If Nahua Springs Ranch was merely another misstep in a long line of them, why tell Gina the truth at all? He’d just go on the trip, then quietly fade away.
Before Matt reached the landing, McCord spun about and disappeared into the nearest room. A quick glance revealed that there were similar doors extending down both sides of the hallway.
Matt stepped inside. A large four-poster bed sat to the left, a matching oak dresser to the right. But what dominated the room was the wall of windows opposite the door. From it Matt could observe the entire valley.
“Exquisite,” he murmured, and McCord blew a quick burst of air, somehow both amused and derisive, between his lips.
Matt started to ask what was so damn funny but didn’t bother. He never understood jokes, wasn’t up on current lingo. He’d spent his formative years with his mother and her colleagues. He’d neve
r had playmates, not even imaginary ones. By the time he went off to college, people his own age … Well, they only confused him.
“Gina said you were her partner,” Matt ventured.
McCord’s dark brows lifted. “So?”
“The brochure lists her as the owner of the ranch.”
“She is.”
“Then your partnership is—”
“Physical,” McCord interrupted. “Which is why you need to keep your eyes, and your hands, and any other part of you that might want to glom onto her off.”
“Glom,” Matt repeated. He wished he’d taken more linguistics. However, modern language patterns would be of no use to him while attempting to translate ancient Aztec.
McCord stepped close, crowding into Matt’s personal space. The man had to lift his chin to meet Matt’s eyes, since he was several inches shorter, but he did so with a challenge any alpha animal would recognize. Matt had never considered himself an alpha—he’d had his ass kicked as a kid too often by every bullying local in every town he and his mom had ever visited—nevertheless, he had to suppress an urge to bump chests and snarl.

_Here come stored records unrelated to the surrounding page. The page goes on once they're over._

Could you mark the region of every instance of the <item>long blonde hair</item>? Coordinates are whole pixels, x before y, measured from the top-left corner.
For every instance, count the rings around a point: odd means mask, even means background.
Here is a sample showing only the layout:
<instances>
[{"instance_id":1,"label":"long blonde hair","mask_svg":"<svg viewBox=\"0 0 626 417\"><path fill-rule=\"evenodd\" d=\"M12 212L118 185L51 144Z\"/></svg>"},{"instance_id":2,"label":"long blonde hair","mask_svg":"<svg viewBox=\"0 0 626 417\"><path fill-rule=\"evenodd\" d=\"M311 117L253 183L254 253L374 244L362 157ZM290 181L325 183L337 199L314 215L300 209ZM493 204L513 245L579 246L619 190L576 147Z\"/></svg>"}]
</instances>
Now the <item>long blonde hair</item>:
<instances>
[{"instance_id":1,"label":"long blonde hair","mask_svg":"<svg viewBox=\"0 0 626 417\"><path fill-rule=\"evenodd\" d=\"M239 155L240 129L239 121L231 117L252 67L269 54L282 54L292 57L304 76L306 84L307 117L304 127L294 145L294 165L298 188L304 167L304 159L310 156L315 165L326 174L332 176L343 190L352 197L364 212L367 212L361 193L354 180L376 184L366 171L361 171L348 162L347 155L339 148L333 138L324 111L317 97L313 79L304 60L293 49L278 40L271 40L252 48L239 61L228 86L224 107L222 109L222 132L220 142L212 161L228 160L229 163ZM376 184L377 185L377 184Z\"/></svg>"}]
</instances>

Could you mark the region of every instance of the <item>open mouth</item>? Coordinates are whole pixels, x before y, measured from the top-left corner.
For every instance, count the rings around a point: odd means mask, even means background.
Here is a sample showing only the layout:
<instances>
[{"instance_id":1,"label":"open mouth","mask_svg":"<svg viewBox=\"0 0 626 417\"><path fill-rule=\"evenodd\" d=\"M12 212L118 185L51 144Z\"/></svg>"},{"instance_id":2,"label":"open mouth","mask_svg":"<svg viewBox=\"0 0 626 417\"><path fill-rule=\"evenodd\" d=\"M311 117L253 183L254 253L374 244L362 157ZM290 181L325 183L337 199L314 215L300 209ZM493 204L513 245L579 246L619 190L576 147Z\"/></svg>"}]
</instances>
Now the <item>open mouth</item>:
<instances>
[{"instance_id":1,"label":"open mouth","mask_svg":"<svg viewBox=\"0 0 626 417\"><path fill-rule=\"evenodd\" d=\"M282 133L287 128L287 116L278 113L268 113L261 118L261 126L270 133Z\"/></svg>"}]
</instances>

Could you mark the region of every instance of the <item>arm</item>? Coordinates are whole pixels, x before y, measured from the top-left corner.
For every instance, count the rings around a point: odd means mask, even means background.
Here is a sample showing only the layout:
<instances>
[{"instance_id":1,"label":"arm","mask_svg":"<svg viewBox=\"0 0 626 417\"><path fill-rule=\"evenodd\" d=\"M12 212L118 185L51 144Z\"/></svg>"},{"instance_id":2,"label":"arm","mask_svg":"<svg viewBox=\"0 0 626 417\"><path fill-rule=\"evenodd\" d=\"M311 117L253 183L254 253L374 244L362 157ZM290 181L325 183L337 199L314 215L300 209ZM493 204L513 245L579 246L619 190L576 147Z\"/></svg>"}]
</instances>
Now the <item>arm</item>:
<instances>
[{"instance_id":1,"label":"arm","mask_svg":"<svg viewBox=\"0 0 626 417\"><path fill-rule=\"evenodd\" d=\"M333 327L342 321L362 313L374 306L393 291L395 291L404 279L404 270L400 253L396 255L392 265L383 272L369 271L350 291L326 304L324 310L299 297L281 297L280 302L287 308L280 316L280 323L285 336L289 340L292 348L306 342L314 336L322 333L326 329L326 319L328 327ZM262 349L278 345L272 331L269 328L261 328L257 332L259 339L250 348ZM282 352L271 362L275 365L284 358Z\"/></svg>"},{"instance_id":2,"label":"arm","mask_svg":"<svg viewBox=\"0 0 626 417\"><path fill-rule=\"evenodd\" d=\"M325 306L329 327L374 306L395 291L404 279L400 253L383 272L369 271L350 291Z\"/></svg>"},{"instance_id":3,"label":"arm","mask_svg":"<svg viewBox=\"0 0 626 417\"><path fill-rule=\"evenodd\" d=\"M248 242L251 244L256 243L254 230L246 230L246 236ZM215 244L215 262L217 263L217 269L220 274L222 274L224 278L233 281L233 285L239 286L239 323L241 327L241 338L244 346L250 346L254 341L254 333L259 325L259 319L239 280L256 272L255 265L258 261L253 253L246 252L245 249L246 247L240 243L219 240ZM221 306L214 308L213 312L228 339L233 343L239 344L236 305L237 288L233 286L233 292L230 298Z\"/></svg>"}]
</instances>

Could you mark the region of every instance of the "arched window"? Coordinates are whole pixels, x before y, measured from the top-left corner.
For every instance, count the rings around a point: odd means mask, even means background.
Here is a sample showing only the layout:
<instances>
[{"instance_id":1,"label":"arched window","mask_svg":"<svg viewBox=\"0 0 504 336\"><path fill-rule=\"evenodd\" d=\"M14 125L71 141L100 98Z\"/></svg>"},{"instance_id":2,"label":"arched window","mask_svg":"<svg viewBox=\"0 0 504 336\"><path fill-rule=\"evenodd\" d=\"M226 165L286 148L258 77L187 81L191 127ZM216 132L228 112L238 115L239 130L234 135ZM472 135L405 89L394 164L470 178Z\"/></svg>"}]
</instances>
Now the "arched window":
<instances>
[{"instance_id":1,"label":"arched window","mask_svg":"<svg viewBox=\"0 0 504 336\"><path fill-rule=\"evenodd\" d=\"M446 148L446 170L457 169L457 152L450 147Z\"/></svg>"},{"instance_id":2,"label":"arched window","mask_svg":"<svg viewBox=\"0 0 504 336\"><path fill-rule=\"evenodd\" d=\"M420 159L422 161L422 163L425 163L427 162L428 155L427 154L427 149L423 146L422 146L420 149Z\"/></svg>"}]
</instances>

“Touch her,” McCord murmured, “and I will end you.”
CHAPTER 3
Gina couldn’t figure out which of their guests was the one who had sent Jase over the edge. They all seemed normal enough to her. Or as normal as most of the guests got.
If working with the public for over half her life had taught Gina one thing it was this: People were weird. Every day, in some small or large way, her theory was proved right.
For instance—the Hurlaheys, Mel and Melda, were nearly as interchangeable as their names. Short, round, with curly white hair that framed their always-flushed faces, they resembled a mini Mr. and Mrs. Claus. Gina would have thought they’d skipped the North Pole—leaving the elves, the reindeer, and Mr. Claus’s beard behind—if the Hurlaheys hadn’t cursed like rap singers and finished each other’s sentences as if they were literally of one mind.
“We’ve always wanted to come here,” Mel said. “Ride a goddamn—!”
“Horse,” finished Melda. “Damn straight. Go west, young—”
“Dude. Shi-i-i-it,” Mel said, then smiled with such beatific sweetness Gina was left thinking she couldn’t have heard what she had.